What they have come up with is an absorbing if slightly disorientating listen. At it’s heart, the record is made up of simple, constant core elements. The heavy pulsing bass, sleepy acoustic strumming, maudlin vocals and playful percussion are evident pretty much throughout. The trio have carefully constructed a distinctive sound that is entirely theirs. They intersperse the basic ingredients which odd splashes of brass, distortion and miscellaneous background noise, which for the most part keeps the whole thing from drifting into saminess. That said, it can‘t be denied that the record can sometimes feel a bit longer than its 39 minutes.

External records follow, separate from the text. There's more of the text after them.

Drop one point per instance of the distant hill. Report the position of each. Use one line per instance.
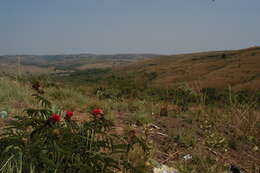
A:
(52, 63)
(220, 69)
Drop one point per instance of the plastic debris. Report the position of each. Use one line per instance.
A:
(3, 114)
(187, 157)
(165, 169)
(235, 169)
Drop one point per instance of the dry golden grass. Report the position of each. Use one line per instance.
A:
(239, 69)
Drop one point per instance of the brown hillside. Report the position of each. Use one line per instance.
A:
(239, 69)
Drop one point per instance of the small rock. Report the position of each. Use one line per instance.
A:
(3, 114)
(187, 157)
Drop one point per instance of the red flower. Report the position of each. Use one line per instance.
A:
(55, 118)
(97, 112)
(69, 114)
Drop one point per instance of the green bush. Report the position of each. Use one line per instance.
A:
(40, 143)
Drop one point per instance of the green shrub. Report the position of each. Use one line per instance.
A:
(39, 142)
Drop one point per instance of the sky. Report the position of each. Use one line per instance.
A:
(127, 26)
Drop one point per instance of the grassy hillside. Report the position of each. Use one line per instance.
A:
(215, 131)
(145, 121)
(239, 69)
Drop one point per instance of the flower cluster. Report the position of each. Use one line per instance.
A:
(97, 113)
(69, 114)
(55, 118)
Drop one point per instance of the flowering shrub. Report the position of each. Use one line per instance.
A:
(55, 118)
(97, 113)
(42, 142)
(69, 114)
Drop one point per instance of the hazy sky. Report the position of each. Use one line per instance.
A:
(125, 26)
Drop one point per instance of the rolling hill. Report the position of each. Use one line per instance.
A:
(220, 69)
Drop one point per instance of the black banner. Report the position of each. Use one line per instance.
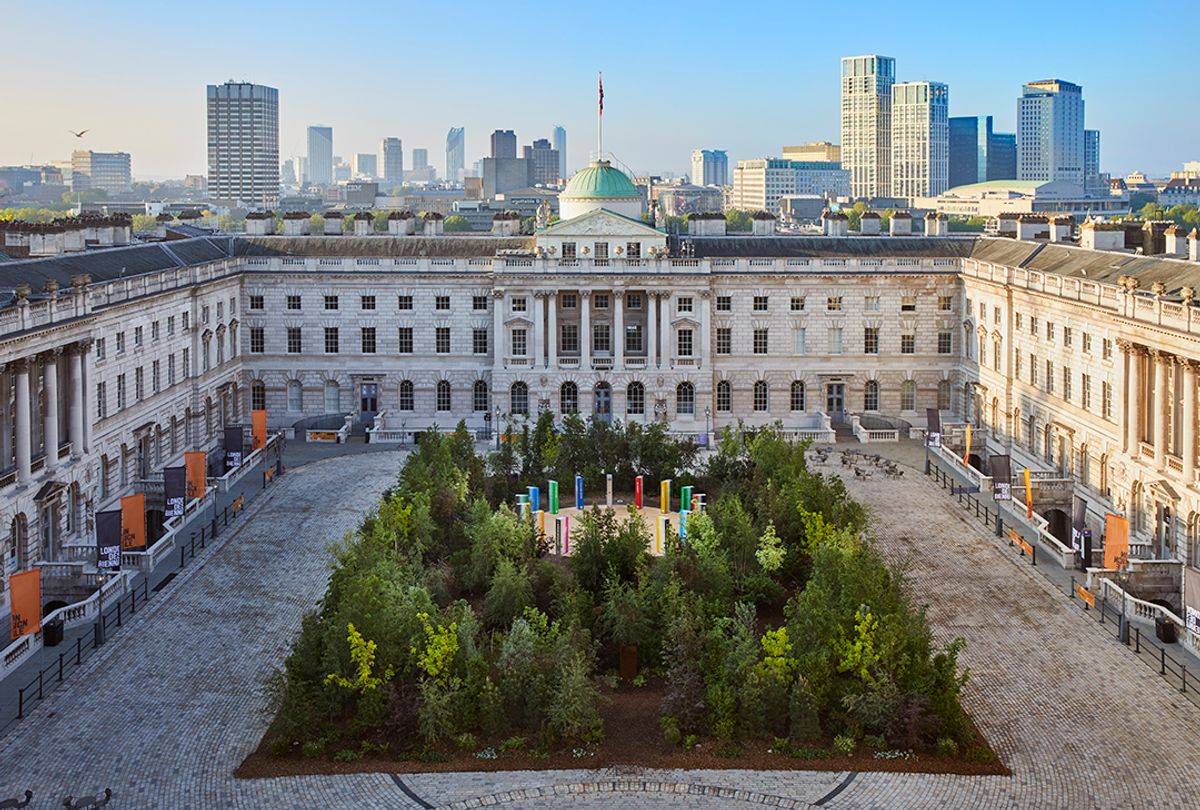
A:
(1001, 478)
(235, 445)
(108, 540)
(175, 491)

When it’s at its best though, Second Chants creates an intense, almost cloying atmosphere akin to the sultriness that permeates the air before a summer storm. This stifling feel often provides the record’s best moments, such as the brilliantly messy opener, Smile On Your Face. It also can make for a bit of an overbearing listen, so all in all, it’s probably for the best that the mugginess tends to die down as the album progresses.

As this happens, the album against all odds, makes a late break to become an ideal accompaniment to a woozy summer‘s day, as it exhibits a number of moments of devastatingly simple prettiness. Sore Eros shed a bit more light on the strength of the songs that were really always hidden there among the disorder. One by One, for example is driven on by a pulsing nursery-rhyme rhythm and Whisper Me illustrates their often buried knack for a delicate melody.

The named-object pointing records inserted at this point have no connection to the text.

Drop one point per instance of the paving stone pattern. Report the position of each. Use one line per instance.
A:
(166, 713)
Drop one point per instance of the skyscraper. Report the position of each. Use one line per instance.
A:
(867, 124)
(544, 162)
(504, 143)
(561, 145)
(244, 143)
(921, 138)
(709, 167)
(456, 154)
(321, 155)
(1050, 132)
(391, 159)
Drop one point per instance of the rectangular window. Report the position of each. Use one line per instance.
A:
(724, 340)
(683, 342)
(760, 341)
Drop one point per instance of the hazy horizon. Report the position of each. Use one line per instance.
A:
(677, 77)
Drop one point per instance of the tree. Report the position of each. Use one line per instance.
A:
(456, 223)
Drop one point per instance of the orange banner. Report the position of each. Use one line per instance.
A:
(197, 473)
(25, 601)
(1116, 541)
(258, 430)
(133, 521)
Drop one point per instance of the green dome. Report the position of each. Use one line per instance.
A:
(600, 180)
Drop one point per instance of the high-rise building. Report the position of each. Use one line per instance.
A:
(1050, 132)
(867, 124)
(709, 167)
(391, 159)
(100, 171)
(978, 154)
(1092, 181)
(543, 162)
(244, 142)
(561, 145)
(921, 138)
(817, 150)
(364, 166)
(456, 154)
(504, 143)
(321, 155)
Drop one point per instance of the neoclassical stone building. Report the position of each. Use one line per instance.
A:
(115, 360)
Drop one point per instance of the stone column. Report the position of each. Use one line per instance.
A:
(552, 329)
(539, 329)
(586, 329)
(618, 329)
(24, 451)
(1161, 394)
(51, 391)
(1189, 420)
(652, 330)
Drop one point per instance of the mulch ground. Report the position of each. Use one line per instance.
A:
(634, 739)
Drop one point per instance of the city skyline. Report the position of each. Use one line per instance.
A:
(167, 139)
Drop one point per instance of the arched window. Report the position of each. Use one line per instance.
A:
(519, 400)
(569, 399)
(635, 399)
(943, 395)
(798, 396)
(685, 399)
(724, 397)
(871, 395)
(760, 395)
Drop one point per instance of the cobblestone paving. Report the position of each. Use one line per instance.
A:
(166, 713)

The lyrical structure of the songs is equally simple and is one of the principal contributors to the charming, almost childlike lack of sophistication that hangs around the album. The sweet, introverted sentimentality belies the warped throb that often hangs around it.

So, with an uncanny ear for nightmare-pop, as well as a well-disguised knack for the conventional fabric of a song, Sore Eros have given us a slightly bewildering debut. But spend enough time in its arresting haze, and you’ll be rewarded with a fulfilling listen.